Former minister for finance Dr Hafeez A Pasha has said that the IMF made projections on macroeconomic fronts for Pakistan but preferred to remain silent on poverty and unemployment figures under three-year $6 billion Extended Fund Facility (EFF).

“The poverty has already gone up from 36 to 40 percent of population in Pakistan while 1.2 million have lost their jobs in the last one year. The IMF made projections on all macroeconomic fronts but its report remained silent on poverty and unemployment figures over the next three years,” Dr Pasha said while addressing the session of Sustainable Development Policy Institute (SDPI) conference here on Wednesday.

He said that the public debt was projected to decline under the IMF programme but external debt would increase from $105 billion to $135 billion. Thedebt to GDP ratio is projected to reduce but external debt in percentage of GDP will go up, he added.

He also criticised Pakistan Bureau of Statistics (PBS) for gauging surge in food prices and said that the PBS was making a joke by showing just 7 percent increase in prices of tomato but actually it went up by 230 percent in domestic market.

He said that the tax to GDP ratio was targeted to increase from 11.6 to 17 percent as resource mobilisation needed to be increased through increased direct taxation.

Out of Pakistan’s total tax collection of Rs3,800 billion, there are Rs2,074 billion consumed by the ruling elites, he maintained. He said that the country’s political, establishment elites were consuming the major chunk of resources. He said 22% of agricultural land belongs to feudal class. However, they are just paying peanuts of only Rs2 billion of income tax.

Dr Hafeez Pasha said apart from going to IMF the government had no other option. He said despite negotiating for IMF programme he never saw so much intensity the way IMF showed this time. He said instead of focusing to increase the share of direct taxes the government still relying on indirect taxes to achieve the revenue target. He said if the population growth remained on existing level then in case of achieving growth rate of 2.4 percent it could slip into negative growth trajectory in real terms.

He said the government should focus on reducing the power sector line losses and speed up privatisation process to get rid of circular debt and losses incurred by public sector enterprises.

Dr Gonzalo Varela, Trade Economist World Bank said that the share of exports in the GDP of Pakistan was one of the lowest in the region. He said the government should provide level-playing to exporters so they can enhance exports.

Earlier Dr Jochen Hippler, Country Director FES, said economy doesn’t have human face. But at the same time it has two faces which are economy and society. He said both are interlink. Dr Hippler said the economic policies set the direction of a society where it’s heading for.

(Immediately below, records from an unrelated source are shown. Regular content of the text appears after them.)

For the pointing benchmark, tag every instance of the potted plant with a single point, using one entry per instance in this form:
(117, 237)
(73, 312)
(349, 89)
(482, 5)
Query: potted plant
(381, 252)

Dr Pervez Tahir, former chief economist, also spoke on the occasion. The session was moderated by Dr Nadia Farooq of Asian Development Bank.

Meanwhile, addressing a session on Governing Pakistan’s Water Economy in the 21st Century, Pakistan Commissioner for Indus Water Syed Mehr Ali Shah criticised, what he called, flawed water accounting mechanism placed through telemetry system arguing that it was aimed at blocking way for evolving consensus on construction of more dams.

He also said that Diamer-Basha Dam required funding of $15 billion that could be constructed within period of 15 years and no investors could wait so long to get back their dividend. So the option is earmarking allocation of Rs220 billion each year from Public Sector Development Programme (PSDP) for this important hydropower project for next 10 years.

“There is need to place unified service for dealing water issues in Pakistan as it will help bringing all bureaucrats working in different departments related to water resources under one umbrella,” Syed Mehr Ali Shah, who is also joint secretary into Ministry of Water Resources said.

He cited example of Australia where National Water Initiative (NWI) was established in order to resolve water issues along with federating units and they spent $20 billion to get back water rights given in shape of licenses. The federating units in Australia allowed the Center to legislate on water issues and the NWI got abolished in 2014 after resolving water issues, he added.

He said that the flawed telemetry system was aimed at avoiding accurate water accounts and argued that 19 years data of water resources was available that showed that 29 million acre feet (MAF) was released but the provinces got only 14 MAF so the question arises where this 15 MAF water had gone? He went on saying that it was all done to build the case that water was not available so the debate of construction of new dams ended once and for all.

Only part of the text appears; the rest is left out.